Going into the Guards depot at Caterham was very, very different from going to Eton. I was raced around, called all manner of names, suddenly made to feel that I was the most insignificant person who was doing extremely badly. When I got through basic training and had passed out with a commission I began to see how, in the handling of men, and in the handling, say, of mechanical things, I didn't really know how to cope with life.
Let me put Eton into context by saying that I didn't send my son there. The principal reason was the class structure, the divisiveness - the fact that the system immediately groups you according to whether you are middle class, or upper-middle class, or one of the others.
I was successful at Eton, but my life there made it very difficult for me, as a young man, to feel at ease with someone who didn't come from a particular group of two or three public schools. That lasted 10 years. It began to break down when I moved to London in the Sixties - I bought a flat for no particular reason and began to make friends across the board and particularly across the ethnic board, so that I found I was mingling and barriers were removed. It made me feel less isolated, a part of humanity.
Coming out of National Service there was still a lot of bounce in me - after all, I did get my commission and I did, at the end, get the respect of my troop. But I was beginning to lose complete self-confidence, to withdraw into myself.
I went to Paris for nine months to paint, and I was feeling, 'Yes, I am getting a style together, I am cut out for success as a painter'. But at the same time I was becoming reclusive and not able to mingle with other artists, partly because I couldn't bridge to foreigners, but also because the English people there didn't come from the background of those I knew how to mingle with, so I kept myself very much to myself.
From there I went to Oxford where, socially, I was back in the group I knew, and self-confidence was extreme again. But I also thought I was going to prove myself intellectually and I didn't, I got a Third, and I really did think I was going to get a good degree.
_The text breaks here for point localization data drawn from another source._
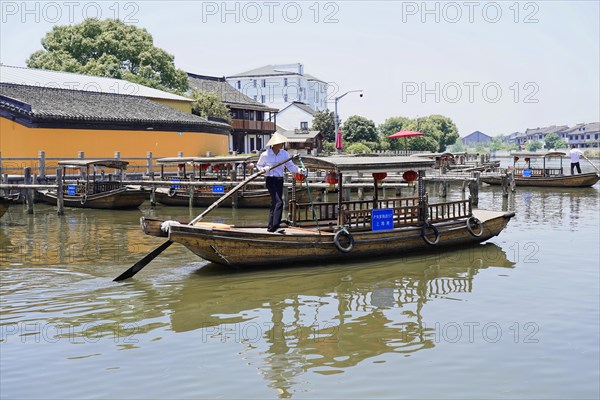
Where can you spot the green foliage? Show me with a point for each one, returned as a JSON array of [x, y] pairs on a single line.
[[329, 147], [209, 104], [112, 49], [359, 129], [553, 141], [323, 121], [357, 148], [533, 146]]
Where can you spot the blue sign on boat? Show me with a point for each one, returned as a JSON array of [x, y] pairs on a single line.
[[382, 219]]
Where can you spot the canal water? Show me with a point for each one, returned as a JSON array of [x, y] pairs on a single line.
[[517, 317]]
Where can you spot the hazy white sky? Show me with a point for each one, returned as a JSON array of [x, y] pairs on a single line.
[[496, 67]]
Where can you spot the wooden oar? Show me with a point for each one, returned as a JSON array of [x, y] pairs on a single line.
[[154, 253], [593, 165]]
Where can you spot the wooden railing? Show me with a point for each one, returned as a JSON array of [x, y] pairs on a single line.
[[357, 214], [253, 125]]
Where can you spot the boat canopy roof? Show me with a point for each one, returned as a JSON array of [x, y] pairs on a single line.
[[366, 163], [206, 160], [109, 163], [532, 154]]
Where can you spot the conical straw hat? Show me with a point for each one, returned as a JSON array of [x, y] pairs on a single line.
[[277, 138]]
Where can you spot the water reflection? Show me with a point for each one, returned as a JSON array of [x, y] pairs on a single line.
[[326, 321]]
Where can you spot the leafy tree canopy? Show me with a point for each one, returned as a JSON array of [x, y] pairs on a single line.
[[209, 104], [359, 129], [109, 48], [323, 122]]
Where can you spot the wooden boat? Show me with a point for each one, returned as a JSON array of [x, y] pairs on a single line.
[[219, 173], [546, 176], [93, 189], [346, 229]]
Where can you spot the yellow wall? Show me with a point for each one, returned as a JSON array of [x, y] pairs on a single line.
[[185, 106], [20, 141]]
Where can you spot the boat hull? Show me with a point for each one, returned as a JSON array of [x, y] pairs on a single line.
[[123, 198], [581, 180], [253, 247]]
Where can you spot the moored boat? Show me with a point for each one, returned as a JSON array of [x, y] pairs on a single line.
[[544, 176], [95, 189], [347, 229]]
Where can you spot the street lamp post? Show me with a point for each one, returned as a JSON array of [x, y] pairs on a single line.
[[335, 116]]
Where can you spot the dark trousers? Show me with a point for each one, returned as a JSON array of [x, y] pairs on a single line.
[[275, 188]]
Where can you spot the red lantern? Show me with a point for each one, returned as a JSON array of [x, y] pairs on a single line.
[[410, 176], [379, 176], [331, 178], [299, 177]]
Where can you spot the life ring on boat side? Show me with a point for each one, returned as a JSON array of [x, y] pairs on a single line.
[[343, 233], [472, 224], [436, 233]]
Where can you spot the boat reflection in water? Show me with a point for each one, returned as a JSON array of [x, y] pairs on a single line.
[[325, 320]]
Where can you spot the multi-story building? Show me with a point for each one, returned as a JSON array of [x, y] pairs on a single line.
[[278, 86], [584, 135], [253, 122]]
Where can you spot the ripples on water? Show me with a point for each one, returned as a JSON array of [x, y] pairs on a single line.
[[513, 318]]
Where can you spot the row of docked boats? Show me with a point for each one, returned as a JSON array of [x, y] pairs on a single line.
[[200, 181], [346, 229]]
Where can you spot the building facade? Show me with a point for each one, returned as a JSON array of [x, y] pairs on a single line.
[[277, 86], [253, 123]]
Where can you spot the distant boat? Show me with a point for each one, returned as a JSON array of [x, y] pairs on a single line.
[[96, 189], [545, 176], [346, 229]]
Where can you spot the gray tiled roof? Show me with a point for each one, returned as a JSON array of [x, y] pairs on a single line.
[[48, 107], [229, 95], [304, 107]]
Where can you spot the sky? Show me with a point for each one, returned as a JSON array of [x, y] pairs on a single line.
[[493, 66]]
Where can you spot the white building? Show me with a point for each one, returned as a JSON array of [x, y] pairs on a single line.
[[278, 86]]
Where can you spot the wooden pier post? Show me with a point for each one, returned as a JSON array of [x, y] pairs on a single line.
[[42, 164], [60, 192], [28, 192]]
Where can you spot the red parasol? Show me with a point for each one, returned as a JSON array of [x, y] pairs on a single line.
[[338, 140]]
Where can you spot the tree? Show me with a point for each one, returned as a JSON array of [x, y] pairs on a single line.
[[109, 48], [324, 122], [359, 129], [553, 141], [389, 127], [209, 104]]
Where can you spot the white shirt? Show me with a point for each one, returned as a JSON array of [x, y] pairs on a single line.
[[575, 153], [268, 158]]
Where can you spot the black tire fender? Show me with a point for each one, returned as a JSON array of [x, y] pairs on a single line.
[[424, 229], [336, 240], [472, 224]]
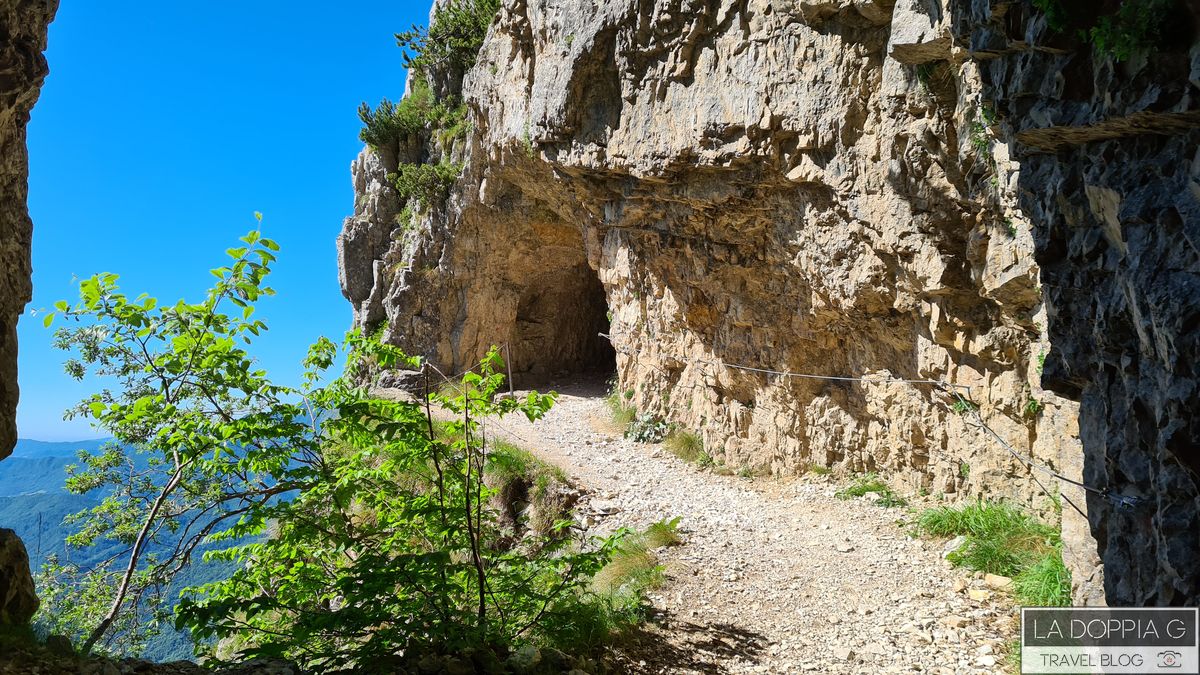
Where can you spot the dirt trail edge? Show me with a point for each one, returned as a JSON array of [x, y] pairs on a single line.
[[774, 575]]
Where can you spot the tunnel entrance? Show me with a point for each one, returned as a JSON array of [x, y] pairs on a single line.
[[558, 320]]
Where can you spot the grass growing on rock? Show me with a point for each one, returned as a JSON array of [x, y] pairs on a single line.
[[1002, 539], [617, 592], [870, 483], [622, 413], [687, 446]]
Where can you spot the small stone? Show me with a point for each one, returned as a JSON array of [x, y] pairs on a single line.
[[844, 653], [997, 581], [953, 545], [955, 621]]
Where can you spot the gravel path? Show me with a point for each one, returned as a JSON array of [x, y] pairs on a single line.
[[774, 575]]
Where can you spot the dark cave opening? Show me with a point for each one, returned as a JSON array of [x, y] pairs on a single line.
[[559, 318]]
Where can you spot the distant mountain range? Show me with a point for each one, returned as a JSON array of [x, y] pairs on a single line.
[[34, 501]]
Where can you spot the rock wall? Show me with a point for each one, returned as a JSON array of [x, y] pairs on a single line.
[[1110, 177], [23, 24], [814, 186]]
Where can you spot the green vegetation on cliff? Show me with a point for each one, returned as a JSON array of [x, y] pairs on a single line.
[[1131, 27], [359, 532], [443, 52]]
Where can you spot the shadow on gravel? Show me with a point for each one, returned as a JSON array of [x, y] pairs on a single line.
[[669, 644]]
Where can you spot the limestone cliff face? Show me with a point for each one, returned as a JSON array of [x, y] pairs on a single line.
[[1110, 177], [23, 25], [814, 186]]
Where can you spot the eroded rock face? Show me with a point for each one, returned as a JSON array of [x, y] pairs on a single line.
[[1110, 175], [18, 601], [23, 67], [23, 25], [805, 186]]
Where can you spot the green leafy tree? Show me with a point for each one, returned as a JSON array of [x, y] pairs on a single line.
[[360, 529], [453, 40]]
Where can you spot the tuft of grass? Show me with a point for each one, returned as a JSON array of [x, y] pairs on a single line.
[[1047, 583], [684, 444], [1013, 655], [1002, 539], [871, 483], [514, 471], [661, 533], [647, 429], [1032, 407], [615, 603], [623, 414]]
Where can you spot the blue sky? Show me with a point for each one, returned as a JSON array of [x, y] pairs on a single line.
[[163, 126]]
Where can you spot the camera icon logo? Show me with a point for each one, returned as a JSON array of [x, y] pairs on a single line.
[[1170, 659]]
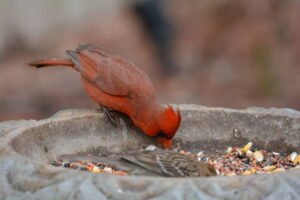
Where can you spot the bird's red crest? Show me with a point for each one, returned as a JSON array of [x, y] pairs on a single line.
[[169, 121]]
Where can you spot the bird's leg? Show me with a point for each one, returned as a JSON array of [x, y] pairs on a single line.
[[110, 115]]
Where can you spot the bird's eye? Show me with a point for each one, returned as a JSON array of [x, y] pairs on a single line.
[[161, 134]]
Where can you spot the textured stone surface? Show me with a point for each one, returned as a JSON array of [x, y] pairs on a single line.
[[27, 146]]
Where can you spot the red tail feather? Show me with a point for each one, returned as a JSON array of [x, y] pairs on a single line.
[[52, 62]]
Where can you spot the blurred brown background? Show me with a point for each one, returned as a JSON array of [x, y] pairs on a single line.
[[216, 53]]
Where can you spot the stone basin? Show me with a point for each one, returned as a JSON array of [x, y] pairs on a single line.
[[27, 147]]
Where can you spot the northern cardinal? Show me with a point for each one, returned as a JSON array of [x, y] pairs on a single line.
[[154, 163], [119, 85]]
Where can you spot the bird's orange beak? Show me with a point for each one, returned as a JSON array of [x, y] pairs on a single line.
[[165, 143]]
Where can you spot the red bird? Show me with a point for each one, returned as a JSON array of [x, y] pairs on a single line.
[[119, 85]]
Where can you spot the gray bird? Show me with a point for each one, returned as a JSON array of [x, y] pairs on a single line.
[[155, 163]]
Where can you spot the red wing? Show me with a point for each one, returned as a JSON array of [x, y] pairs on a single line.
[[110, 73]]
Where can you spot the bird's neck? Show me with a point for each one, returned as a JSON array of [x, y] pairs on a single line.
[[147, 119]]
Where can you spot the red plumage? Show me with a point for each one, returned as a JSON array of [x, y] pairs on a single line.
[[115, 83]]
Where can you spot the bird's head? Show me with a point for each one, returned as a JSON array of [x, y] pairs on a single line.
[[169, 121]]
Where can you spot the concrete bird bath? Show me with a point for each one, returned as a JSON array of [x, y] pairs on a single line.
[[26, 147]]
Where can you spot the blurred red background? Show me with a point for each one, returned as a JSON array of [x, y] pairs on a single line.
[[220, 53]]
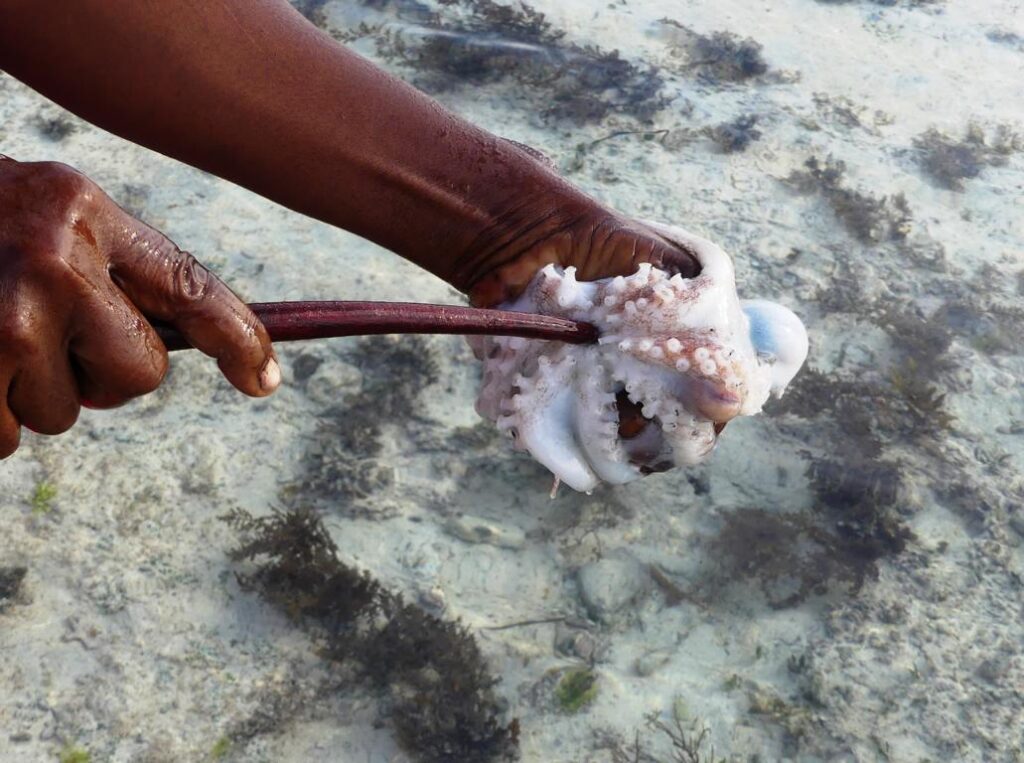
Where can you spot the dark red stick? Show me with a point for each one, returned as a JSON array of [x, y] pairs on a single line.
[[292, 321]]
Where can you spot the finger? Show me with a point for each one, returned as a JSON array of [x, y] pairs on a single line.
[[43, 395], [170, 285], [116, 352], [673, 258], [10, 427]]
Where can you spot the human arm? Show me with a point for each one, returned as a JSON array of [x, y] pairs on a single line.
[[249, 90]]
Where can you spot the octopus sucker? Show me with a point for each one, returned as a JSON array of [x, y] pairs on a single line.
[[678, 357]]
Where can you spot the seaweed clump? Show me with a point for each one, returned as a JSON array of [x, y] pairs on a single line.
[[718, 57], [493, 42], [735, 136], [793, 556], [439, 689], [869, 219], [949, 162], [686, 744], [10, 585]]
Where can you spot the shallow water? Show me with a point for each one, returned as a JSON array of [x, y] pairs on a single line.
[[843, 581]]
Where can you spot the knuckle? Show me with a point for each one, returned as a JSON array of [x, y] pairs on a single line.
[[18, 335], [54, 420], [65, 180], [143, 378], [192, 280]]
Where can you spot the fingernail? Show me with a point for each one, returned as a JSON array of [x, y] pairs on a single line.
[[269, 375]]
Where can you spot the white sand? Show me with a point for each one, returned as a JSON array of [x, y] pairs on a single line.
[[134, 641]]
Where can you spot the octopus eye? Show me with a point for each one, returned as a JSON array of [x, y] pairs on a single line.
[[631, 419]]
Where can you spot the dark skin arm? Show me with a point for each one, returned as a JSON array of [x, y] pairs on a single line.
[[249, 90]]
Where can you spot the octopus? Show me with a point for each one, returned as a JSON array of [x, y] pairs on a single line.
[[676, 359]]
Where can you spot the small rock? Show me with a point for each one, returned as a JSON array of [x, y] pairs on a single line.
[[609, 585], [476, 530], [574, 642], [648, 663]]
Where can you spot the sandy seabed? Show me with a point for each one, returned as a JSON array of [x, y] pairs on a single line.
[[843, 582]]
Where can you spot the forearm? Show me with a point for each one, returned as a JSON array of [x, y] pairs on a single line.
[[250, 91]]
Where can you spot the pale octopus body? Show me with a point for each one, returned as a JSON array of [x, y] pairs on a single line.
[[686, 350]]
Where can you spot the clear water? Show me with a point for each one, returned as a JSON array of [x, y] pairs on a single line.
[[843, 580]]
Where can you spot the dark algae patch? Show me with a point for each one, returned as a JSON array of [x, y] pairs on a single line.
[[866, 217], [950, 162], [718, 57], [11, 580], [436, 684], [735, 136]]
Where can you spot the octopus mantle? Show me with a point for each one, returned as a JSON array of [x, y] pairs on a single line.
[[685, 352]]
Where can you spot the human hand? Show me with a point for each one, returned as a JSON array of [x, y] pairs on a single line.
[[80, 279]]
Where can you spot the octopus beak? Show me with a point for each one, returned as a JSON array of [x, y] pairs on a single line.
[[715, 404]]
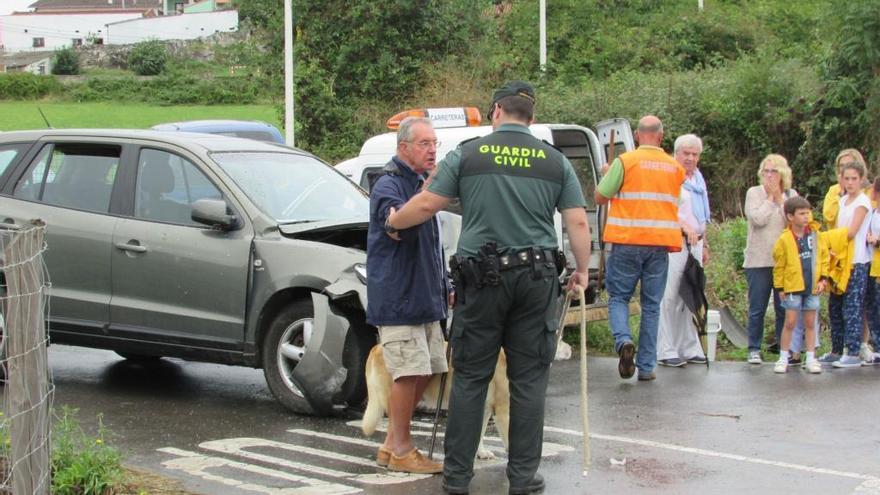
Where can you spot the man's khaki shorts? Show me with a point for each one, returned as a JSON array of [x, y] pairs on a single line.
[[413, 350]]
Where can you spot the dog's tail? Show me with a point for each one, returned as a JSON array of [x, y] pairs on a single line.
[[372, 415], [376, 403]]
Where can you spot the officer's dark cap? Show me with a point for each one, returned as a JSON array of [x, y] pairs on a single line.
[[512, 88]]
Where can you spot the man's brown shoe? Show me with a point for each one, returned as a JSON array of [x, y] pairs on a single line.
[[626, 367], [414, 462], [383, 456]]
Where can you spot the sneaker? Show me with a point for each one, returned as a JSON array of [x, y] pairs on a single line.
[[847, 362], [874, 360], [672, 362], [780, 366], [452, 489], [755, 357], [414, 462], [813, 366], [646, 376], [626, 367], [865, 352], [536, 485], [383, 455], [828, 358]]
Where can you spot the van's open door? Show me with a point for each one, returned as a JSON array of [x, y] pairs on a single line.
[[623, 137]]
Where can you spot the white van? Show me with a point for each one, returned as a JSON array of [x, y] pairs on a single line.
[[585, 148]]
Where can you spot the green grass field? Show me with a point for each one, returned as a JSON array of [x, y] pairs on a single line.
[[24, 115]]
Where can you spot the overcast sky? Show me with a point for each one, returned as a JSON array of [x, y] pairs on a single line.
[[7, 6]]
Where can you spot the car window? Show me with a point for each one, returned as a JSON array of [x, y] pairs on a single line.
[[365, 176], [73, 175], [7, 154], [294, 188], [167, 185]]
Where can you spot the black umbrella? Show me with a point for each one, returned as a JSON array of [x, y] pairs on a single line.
[[692, 291]]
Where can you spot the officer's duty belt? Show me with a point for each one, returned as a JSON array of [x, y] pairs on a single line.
[[525, 257]]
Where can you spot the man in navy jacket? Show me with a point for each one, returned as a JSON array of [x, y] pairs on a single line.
[[407, 292]]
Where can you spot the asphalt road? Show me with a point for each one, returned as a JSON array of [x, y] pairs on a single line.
[[734, 428]]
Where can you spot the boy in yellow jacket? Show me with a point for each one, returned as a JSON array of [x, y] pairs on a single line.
[[801, 263]]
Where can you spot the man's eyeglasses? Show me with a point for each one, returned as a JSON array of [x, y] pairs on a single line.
[[427, 144]]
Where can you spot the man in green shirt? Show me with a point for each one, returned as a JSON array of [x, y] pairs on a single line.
[[510, 184]]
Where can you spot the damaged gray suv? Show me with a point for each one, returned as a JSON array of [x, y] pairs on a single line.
[[201, 247]]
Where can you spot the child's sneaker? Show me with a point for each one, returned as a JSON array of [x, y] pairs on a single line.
[[829, 358], [781, 366], [847, 361], [865, 352], [755, 357], [872, 361]]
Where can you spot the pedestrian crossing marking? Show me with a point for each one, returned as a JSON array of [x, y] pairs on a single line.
[[198, 465], [247, 453], [239, 446]]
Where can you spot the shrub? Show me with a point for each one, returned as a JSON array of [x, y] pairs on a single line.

After that, I had to get back into the business of sorting myself out and sorting out what I believed in, and I was somersaulting all round - in religion, politics, morality, the idea of how the universe works. Oxford was preparing the tools for changing my beliefs, and the
period of fitting them together and deciding what I believed was immediately afterwards.
The whole period was enormously formative. I still believed in myself but knew that others didn't - they were beginning to see me as slightly ridiculous or eccentric. I told myself I would have to work it out within myself and emerge again later.
I don't feel that the person in the photograph was on the wrong track, but the working- out process was all ahead of him. I feel that he had still to come to grips with life and learn how to contend with it. Essential belief in myself never did waver, but there was so much to internalise and the belief was no longer apparent: I knew the doubts everyone else felt.
I very gradually regained some of that self-confidence - although I never have, as yet, managed to attain what I felt at the moment that photograph was taken. I think it would come if acclaim arrived, but it hasn't. I think I still have a few problems. Press coverage of me over the last few decades hasn't been congratulatory. I feel there is still some way to go. But the tale hasn't ended yet.
Lord Bath is currently developing the tourist facilities at Longleat, including new labyrinths and a 'Thynn-henge' megalithic circle.